There aren’t many in this country, but I’ve been deciding to enter as many as I can. A couple of years ago I accepted an invitation from a good friend to travel to Washington D.C. to visit the Museum of African American History and Culture and the National Museum of Native Culture. As were standing in front of MAAHC, I realized we were in a numerical minority and that felt absolutely appropriate. Then we entered the doors, took the large elevator down to Level 1 which is three levels below ground level, and began a very slow journey through that amazing place. Somewhere into the journey I thought to myself “This isn’t white space, so how does it feel to be in it as a white woman?” The question faded because what we in front of us was just too powerful not to claim my full attention. We spoke about the question in the days following our time there, and I have come to understand in a visceral way just how few “black spaces” there are in my daily life.
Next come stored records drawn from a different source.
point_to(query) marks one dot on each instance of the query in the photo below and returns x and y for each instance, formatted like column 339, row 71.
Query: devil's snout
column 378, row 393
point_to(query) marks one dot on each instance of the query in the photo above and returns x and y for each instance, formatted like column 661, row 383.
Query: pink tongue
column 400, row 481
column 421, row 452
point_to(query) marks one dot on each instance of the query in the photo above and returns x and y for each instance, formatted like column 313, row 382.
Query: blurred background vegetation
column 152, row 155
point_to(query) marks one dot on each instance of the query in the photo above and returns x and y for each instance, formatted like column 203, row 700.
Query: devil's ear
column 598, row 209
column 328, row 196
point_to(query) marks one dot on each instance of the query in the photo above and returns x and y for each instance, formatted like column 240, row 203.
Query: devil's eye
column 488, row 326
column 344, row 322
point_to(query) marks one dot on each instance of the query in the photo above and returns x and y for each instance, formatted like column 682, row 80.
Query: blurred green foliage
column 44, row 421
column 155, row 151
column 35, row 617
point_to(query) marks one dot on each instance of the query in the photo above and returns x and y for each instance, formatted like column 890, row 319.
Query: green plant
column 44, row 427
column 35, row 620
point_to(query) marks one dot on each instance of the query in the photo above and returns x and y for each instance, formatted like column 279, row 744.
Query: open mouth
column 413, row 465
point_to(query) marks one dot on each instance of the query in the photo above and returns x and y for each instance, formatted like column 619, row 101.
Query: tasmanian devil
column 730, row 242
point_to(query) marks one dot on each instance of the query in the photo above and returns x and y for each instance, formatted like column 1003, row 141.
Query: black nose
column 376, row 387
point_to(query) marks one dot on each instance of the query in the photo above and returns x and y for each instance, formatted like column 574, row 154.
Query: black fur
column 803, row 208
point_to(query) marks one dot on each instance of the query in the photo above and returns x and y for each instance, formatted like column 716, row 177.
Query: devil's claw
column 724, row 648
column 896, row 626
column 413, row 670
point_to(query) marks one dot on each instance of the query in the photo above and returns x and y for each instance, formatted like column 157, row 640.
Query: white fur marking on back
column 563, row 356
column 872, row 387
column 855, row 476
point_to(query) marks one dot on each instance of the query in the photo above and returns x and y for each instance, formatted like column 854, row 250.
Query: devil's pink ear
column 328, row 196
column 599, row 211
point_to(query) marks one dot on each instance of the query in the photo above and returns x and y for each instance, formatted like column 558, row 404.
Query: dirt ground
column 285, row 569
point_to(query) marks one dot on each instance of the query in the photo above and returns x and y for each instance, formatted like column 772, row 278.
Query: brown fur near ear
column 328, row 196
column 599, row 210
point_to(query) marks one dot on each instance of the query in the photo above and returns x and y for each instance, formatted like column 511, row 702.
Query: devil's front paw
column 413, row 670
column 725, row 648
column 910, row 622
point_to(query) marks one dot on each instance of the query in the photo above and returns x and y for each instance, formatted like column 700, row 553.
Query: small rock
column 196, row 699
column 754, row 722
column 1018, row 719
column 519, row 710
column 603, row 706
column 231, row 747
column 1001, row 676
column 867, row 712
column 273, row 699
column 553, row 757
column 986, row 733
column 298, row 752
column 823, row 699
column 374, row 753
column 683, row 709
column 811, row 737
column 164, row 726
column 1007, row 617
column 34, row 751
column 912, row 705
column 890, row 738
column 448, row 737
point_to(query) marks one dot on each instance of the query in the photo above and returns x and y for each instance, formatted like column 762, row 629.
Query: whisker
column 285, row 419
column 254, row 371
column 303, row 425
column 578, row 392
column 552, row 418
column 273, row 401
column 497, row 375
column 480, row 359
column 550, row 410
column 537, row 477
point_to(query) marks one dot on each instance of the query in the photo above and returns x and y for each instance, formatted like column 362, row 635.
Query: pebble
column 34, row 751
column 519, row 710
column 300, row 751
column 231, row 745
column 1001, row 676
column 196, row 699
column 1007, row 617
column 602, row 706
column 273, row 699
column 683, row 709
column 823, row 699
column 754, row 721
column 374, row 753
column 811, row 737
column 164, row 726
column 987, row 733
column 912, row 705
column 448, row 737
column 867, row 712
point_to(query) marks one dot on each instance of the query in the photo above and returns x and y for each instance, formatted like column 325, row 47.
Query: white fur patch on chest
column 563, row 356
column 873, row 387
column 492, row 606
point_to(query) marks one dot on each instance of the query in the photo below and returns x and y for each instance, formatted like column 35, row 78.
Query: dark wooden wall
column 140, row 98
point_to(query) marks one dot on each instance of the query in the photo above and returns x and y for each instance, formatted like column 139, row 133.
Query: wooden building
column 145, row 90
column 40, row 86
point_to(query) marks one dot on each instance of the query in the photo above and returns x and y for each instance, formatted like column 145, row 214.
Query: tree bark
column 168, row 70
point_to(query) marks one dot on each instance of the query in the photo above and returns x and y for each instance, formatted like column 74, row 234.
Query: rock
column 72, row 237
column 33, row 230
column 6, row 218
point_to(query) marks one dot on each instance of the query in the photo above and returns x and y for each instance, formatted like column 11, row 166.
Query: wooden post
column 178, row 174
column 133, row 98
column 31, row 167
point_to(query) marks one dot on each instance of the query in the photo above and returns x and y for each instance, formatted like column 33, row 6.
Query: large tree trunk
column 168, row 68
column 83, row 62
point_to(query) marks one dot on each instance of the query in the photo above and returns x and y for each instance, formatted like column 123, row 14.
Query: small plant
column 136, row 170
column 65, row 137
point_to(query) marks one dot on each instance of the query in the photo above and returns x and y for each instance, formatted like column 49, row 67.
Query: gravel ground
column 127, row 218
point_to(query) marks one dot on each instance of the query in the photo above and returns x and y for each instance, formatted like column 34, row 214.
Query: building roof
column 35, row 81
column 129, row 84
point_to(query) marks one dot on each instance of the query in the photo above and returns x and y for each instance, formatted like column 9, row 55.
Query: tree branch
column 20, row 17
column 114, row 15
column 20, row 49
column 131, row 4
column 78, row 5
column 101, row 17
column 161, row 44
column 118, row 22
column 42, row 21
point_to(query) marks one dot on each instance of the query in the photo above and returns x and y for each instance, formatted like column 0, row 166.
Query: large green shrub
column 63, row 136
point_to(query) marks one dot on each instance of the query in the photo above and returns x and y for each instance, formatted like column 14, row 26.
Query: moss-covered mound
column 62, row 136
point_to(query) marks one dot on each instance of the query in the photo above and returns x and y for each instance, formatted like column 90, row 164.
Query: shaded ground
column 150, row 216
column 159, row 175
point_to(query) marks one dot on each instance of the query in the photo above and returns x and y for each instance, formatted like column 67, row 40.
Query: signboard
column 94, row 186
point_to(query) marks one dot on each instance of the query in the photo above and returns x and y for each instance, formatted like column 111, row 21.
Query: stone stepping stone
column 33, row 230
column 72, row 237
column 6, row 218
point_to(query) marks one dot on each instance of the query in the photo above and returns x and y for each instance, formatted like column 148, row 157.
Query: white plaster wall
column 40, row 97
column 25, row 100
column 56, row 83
My grocery store employs blacks but only as cashiers and baggers. There are no black butchers or managers, though black customers certainly seem to be treated respectfully. But that space is white, just as my church is white even though the numbers of black and brown people in the pews has tripled just in the last five years and are genuinely welcomed. There they assist at the altar or carry the beautiful brass candle sticks and flags and incense pots. They hand out wafers and tip chalices for those drinking the wine. Still the space is white.
So where else am I in black space? When I saw a production in New York City of “White Noise,” a powerful play by Suzan-Lori Parks, that was black space even though there were virtually no black people in the audience. It was black space because of what the playwright was asking us whites to experience. There’s no positive or kind or respectful or regenerative place for me to stand, because the two white characters behave so miserably and in such blatantly racist ways. The plot line is severe–Leo, the lead black man, is pulled over and roughed up by police for the first time in his life. He’s so upset by this that he decides he must take drastic steps to get the “white noise” that is the whole white system out of his head so he can sleep again. With frightening ease, he convinces his best friend, a white man, to “buy” him as a slave for 40 days. Parks forces me to take in just how thin the veneer of liberal association can be before we turn another person into The Other. At one point, midway through the 40 days, the white man bounds onto the stage wielding a real iron collar (obviously on loan from a museum in New York) that Leo is forced to put around his neck. I thought of walking out since I couldn’t breathe and I wasn’t wearing an inhumane torture device. But I flashed that Parks needed me to stay in her thoroughly black space and go with Leo toward whatever resolution he might find by the end of the play.
A few months ago, my good friend and I made a pilgrimage to Montgomery, Alabama, to experience both the indoor museum filled with ten years of in-depth research into all the lynchings in this country and the outdoor installation of hundreds of dark brown rectangles, each of which stands for another black person hanged by us whites. Most of the people at the museum were black men and women in town for a conference on how they as people of faith (many were pastors) could translate belief into social justice action. In that hugely black space, I felt both deep shame for what my ancestors have done and an unexplainable but welcome sense of support coming from the group.
Finally, and so importantly, I can inhabit black space simply by reading books by and about black life today and into historic times when we white colonizers bought and sold black women and men and children as if they were cattle. While this might seem a “safe” way to experience black reality, the writers I’m thinking of are so unblinking and such ardent wordsmiths that what often is a passive activity conducted in an easy chair turns into a harrowing reminder of centuries of inhumane treatment or an equally moving affirmation of the incredible resilience of black people. My current reading sometimes forces me to put down the book and go outside for a walk because I can’t stay in the black space created by a Toni Morrison or Ta Na-Hisi Coates or Claudia Rankine or James Baldwin or James McBride or Jesmyn Ward or Casey Gerard or Terrance Hayes or Tracy Smith or Lynn Nottage–and I could just keep typing.